まるで長年の競争に勝利したような気分にルークは酔っていた、最強と謳われた自分と並ぶ奴はもう居ないのだ。
この世界でチヤホヤされるのは自分だけで十分。
アルフォンスが残してきた大切な物をすべて踏みにじって奪ってやる。
もちろん、目の前にいるアルフォンスの愛弟子であるルージュさえ犯して自分の所有物にしてみせる。
まだまだ年齢的には幼いが十分なまでの魅力を持ち合わせている。
清潔感のある容姿がなにより自分好みだ。
フッ、まあ待て、落ち着け。
俺は決してロリコンという訳ではないぞ。
ただの小動物好き………さ。
ーーー
勇者ルークが魔術師ギルドから立ち去って三十分後、ルージュはギルドの建物の奥にある書斎へと向かった。
途中、何人かの職員に話しかけられるも彼女は『なんでもありませんよ……?』と、ぶっきらぼうに答えた。
どうせすぐ、勇者ルークが王へと報告して国中に広まる話しだ。
今ここで話したところで何も変わったりはしない。
そう判断したルージュは自分に気にかけてくれる職員達には適当な返事を返した。
自分には今、やらなければけいない事があるのだ。
まずは勇者一行が本当に真実を口にしているのか。
イマイチ疑うしか無かった。
途中のルークの演技には驚かされてしまったルージュだったが、騙されたりはしなかった。

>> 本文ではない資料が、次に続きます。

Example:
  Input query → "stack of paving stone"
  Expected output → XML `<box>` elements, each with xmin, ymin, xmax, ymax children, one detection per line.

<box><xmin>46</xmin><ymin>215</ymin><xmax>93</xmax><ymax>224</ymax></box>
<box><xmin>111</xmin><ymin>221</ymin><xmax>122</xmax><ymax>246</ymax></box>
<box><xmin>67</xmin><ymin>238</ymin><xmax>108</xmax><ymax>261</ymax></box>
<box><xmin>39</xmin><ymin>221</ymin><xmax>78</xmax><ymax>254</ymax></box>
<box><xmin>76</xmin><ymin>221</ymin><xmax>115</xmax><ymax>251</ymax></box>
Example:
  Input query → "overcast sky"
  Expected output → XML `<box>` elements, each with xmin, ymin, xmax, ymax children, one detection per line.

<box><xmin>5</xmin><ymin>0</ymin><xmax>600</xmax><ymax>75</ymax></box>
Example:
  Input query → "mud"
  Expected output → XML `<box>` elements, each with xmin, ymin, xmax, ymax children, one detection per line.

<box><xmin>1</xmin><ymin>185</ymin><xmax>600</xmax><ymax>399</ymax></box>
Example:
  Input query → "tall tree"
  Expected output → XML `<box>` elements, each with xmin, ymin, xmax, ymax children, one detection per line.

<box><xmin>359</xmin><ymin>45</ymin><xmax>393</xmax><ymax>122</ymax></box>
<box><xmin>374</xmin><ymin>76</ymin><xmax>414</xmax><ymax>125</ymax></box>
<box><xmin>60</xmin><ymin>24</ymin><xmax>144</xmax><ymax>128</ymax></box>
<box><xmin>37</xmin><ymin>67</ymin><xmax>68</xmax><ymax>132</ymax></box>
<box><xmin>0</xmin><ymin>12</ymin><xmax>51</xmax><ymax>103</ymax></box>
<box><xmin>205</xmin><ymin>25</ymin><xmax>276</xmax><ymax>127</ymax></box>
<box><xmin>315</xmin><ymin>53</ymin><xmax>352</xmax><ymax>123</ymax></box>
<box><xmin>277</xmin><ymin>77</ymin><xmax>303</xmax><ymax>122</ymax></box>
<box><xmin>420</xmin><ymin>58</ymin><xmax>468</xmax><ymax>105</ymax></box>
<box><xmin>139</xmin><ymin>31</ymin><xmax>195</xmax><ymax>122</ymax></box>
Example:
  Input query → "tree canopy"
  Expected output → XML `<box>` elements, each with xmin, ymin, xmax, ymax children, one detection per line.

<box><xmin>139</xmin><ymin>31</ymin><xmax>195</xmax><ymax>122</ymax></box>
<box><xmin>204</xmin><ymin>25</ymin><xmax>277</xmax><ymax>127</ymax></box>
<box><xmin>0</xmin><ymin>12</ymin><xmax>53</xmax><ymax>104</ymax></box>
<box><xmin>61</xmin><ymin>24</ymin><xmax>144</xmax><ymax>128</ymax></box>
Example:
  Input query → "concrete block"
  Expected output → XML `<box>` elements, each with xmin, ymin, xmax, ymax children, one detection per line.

ルークは何か良からぬことがあると、目を覆ったり閉じたりする癖がある。
ルージュは予想した、自分と目を合わせなかったのも自分の能力に用心していたからだろう。
背後のユキハラとエリスも同様である。
人に隠すのが本当に下手な奴らだと、ルージュは呆れるのだった。
まさか、先生であるアルフォンスがあんな奴らのせいで亡くなってしまうだなんて。
ルージュは湧いてくる悲しさと悔しさで胸が張り裂けそうだった。
「私の『真正眼』が彼らの目と重ならない限り真実を映像化できない……一体どうすれば」
書斎に辿りつくと、ルージュは閉じた自分の右目の瞼を撫でる。
この眼は、かつてこの大地に訪れた神聖なる者に授けられた真実を見通し具現化する代物である。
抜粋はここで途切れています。